HTTP backends: reactor matches nginx (10x libuv), CI throughput tracker by junjihashimoto · Pull Request #3 · Verilean/lean-tea

junjihashimoto · 2026-07-02T00:32:06Z

Summary

New HTTP backends — LeanTea.Net.FastServer (POSIX FFI, SO_REUSEPORT, thread-per-conn) and LeanTea.Net.ReactorServer (kqueue/epoll non-blocking event loop). Unified via LeanTea.Net.Backend + LEANTEA_HTTP_BACKEND env-var picker.
Reactor matches / slightly beats nginx at 128 keep-alive conns on M-series: 72 149 RPS vs nginx 69 428. libuv baseline was 6 218 RPS; that's ~10× on RPS and ~5-10× on p99 tail latency.
CI throughput tracker — .github/workflows/bench.yml runs on every push to main, boots lean-tea + nginx side-by-side on the same runner, records both absolute RPS and the parity ratio through benchmark-action/github-action-benchmark, persists to bench-data/http-bench.json.
Typed LeanTea.Web.Route — Yesod-style inductive routes so Route.link refuses raw String hrefs; dead links become compile errors.

The measured story

server	health RPS	vs nginx	p99 (ms)
libuv `Server`	6 218	9 %	17
FFI `FastServer` (SO_REUSEPORT)	64 297	90 %	2.1
Reactor (kqueue/epoll)	72 149	104 %	2.1
nginx (same box, same conf)	69 428	—	2.0

Full breakdown (three routes × three concurrency levels + saturation runs) in docs/BENCHMARKS.md.

Why the libuv version was slow

Every recv/send hopped through: Lean IO → AsyncTask alloc → .block submit → libuv epoll → completion callback → Lean scheduler wake → fiber resume. Profiled at 100–500 µs per hop; each request paid 3–5 hops. Matches the measured T=1 ceiling of 1 933 RPS ≈ 500 µs/req.

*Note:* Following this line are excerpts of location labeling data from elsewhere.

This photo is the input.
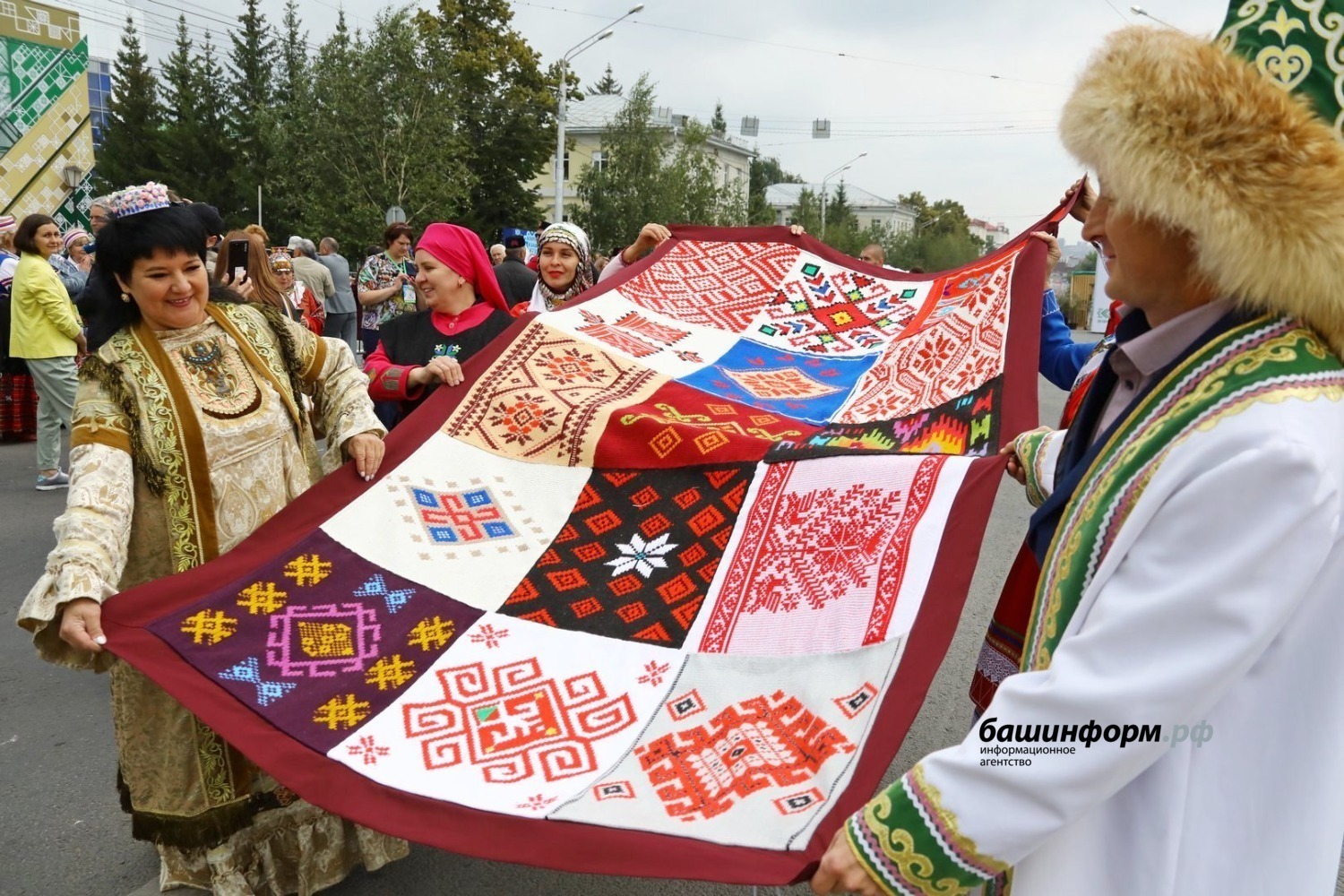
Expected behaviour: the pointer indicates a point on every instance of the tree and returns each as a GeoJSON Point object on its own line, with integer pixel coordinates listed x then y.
{"type": "Point", "coordinates": [368, 156]}
{"type": "Point", "coordinates": [252, 70]}
{"type": "Point", "coordinates": [132, 142]}
{"type": "Point", "coordinates": [841, 230]}
{"type": "Point", "coordinates": [211, 147]}
{"type": "Point", "coordinates": [765, 172]}
{"type": "Point", "coordinates": [500, 107]}
{"type": "Point", "coordinates": [806, 214]}
{"type": "Point", "coordinates": [940, 239]}
{"type": "Point", "coordinates": [653, 175]}
{"type": "Point", "coordinates": [293, 183]}
{"type": "Point", "coordinates": [182, 105]}
{"type": "Point", "coordinates": [629, 191]}
{"type": "Point", "coordinates": [718, 124]}
{"type": "Point", "coordinates": [693, 183]}
{"type": "Point", "coordinates": [607, 85]}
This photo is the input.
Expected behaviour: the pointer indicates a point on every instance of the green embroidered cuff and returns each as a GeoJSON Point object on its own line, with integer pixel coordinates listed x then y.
{"type": "Point", "coordinates": [910, 845]}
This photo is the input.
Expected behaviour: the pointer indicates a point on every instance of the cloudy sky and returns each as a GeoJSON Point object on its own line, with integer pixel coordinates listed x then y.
{"type": "Point", "coordinates": [954, 99]}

The FFI variants skip that entire path — recv() and send() are direct syscalls. The reactor additionally keeps every idle connection at ~100 bytes of C state (no OS thread per fd) so it scales to 10 k+ idle connections without the LEAN_NUM_THREADS >= concurrency sharp edge the FastServer has.

Which backend to use

LeanTea.Net.Backend.fromEnv picks one from LEANTEA_HTTP_BACKEND:

var	pick	best for
unset / `reactor`	reactor	default — HTTP APIs
`fast` / `fast:16`	`FastServer` N workers	short-req APIs, no idle floods
`libuv`	`Server.serveConcurrent`	LLM proxy, WS, SSE, chat

Apps typically write:

def main : IO Unit := do
  let backend ← LeanTea.Net.Backend.fromEnv (default := .reactor)
  LeanTea.Net.Backend.serve backend 8080 "0.0.0.0" myHandler

Also in this PR

Fixed a Response.toBytes bug — used to append a hardcoded connection: close even when the annotator added connection: keep-alive, so responses carried both. ab was lenient; strict clients would have dropped. The serializer is now a single growing string + one toUTF8.
bench_server picks up the backend from Backend.fromEnv; the --fast N / --reactor CLI flags stay for explicit perf runs and win over the env var.
LeanTea.Web.Route (typed inductive route + Route.link compile-time dead-link check). Standalone commit at the bottom of the branch — not on the critical perf path but was blocked in the same session.

Test plan

…r helpers Grep of the tree turned up ~15 sites where handlers hand-wrote JSON bodies as string literals ("{\"error\":\"…\"}") or, worse, string concatenation ("{\"sub\":\"" ++ u.sub ++ "\","...). Two failure modes that the compiler couldn't catch: 1. Brace / quote balance is a lint at best. A stray missing } would have shipped as invalid JSON to any caller. 2. Concat sites in LeanTea/Auth/Idp.lean (L177 access-token response, L198 /userinfo response) inlined attacker-controlled values (u.email, u.name) with no escaping. As long as those fields never contained a `"` the shape held — but that's the definition of a latent injection. Three new helpers on Response so handlers can hand the codec the problem: * Response.json status body -- body : Lean.Json * Response.jsonObj status v -- v : α with [ToJson α] * Response.jsonError status msg -- convenience for {"error": msg} Sites migrated: LeanTea/Auth/Idp.lean — 6 error responses + the 2 concat sites (Bearer token + /userinfo). LeanTea/Browser.lean — CDP close message. examples/AgentDashboard/Serve.lean — 5 sites. examples/LlmChatWeb/Serve.lean — 1 site. examples/Docs/Ch04_TypedRpc.lean — 1 site (matters for teaching). examples/Smoke/HttpClient.lean — the JSON-RPC handshake body. Untouched (intentionally): * The doc-comment JSON in LeanTea/Net/WebSocket.lean:28 — an illustration, not runtime code. * The startsWith needle in Smoke/HttpClient.lean — matching a prefix, not constructing. * The forged JWT in Tests/PureSpec.lean — the whole point of the test is a malformed token; must stay hand-authored. Verified: lake build → 162/162 green.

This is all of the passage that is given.